Special: Kurz-Reviews Juni 2013

  • Im Jahr 2013 sieht man sich als eigenständiges Deutschrap-Magazin in einer wahren Dilemmasituation gefangen: der Markt ist längst übersättigt. Tagtäglich wächst die Szene exponentiell, ein Ende ist nicht in Sicht – Rapper kommen, aber so wirklich gehen wollen sie nicht, selbst wenn sie's sagen. Comebacks an jeder Ecke. Und nachdem vor einigen Jahren noch sämtliche Plattenfirmen dicht machten, schießen neue Labels langsam wieder aus allen Böden.

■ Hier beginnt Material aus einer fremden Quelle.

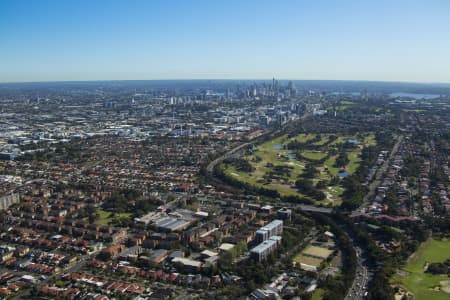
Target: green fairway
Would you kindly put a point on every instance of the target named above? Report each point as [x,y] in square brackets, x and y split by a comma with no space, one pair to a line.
[277,167]
[105,217]
[424,285]
[318,294]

Vorbei die Zeiten von Aggro Berlin, BOZZ Music und Optik Records – die Ära der Freunde von Niemand, der Azzlackz, der Halunkenbanden und der Banger-Musiker hat unlängst begonnen. Bei einer solchen Vielfalt an neuen Künstlern ist es natürlich nicht ganz so einfach, den Überblick zu behalten – was ist wichtig, was könnte noch wichtig werden und was kann man getrost unter den Tisch fallen lassen? In internen Gesprächen kommen sie immer wieder auf: die Fragen, wer sich nun seine Review verdient hat, wer seinen Platz in den "Unknown Kings" kriegen sollte und wer zwar ein guter Künstler ist, aufgrund von Kapazitätenauslastung aber leider keine Plattform von uns geboten bekommt. Und das sind teilweise leider so einige ... Was uns zur Dilemmasituation zurückführt: Allen kann man's in der heutigen Zeit unmöglich Recht machen. Ist ein wenig wie in "300": eine Hand voll Redakteure sieht sich einer Übermacht an Rappern gegenübergestellt. Deshalb wollen wir mit diesem Special mal einen kleinen Exkurs wagen – abseits der unbekannten Könige und der sowieso schon bekannten Acts ist nämlich nach wie vor ein Haufen aufstrebender Künstler in der Szene unterwegs, die wir euch im Rahmen einiger Kurz-Reviews vorstellen möchten ...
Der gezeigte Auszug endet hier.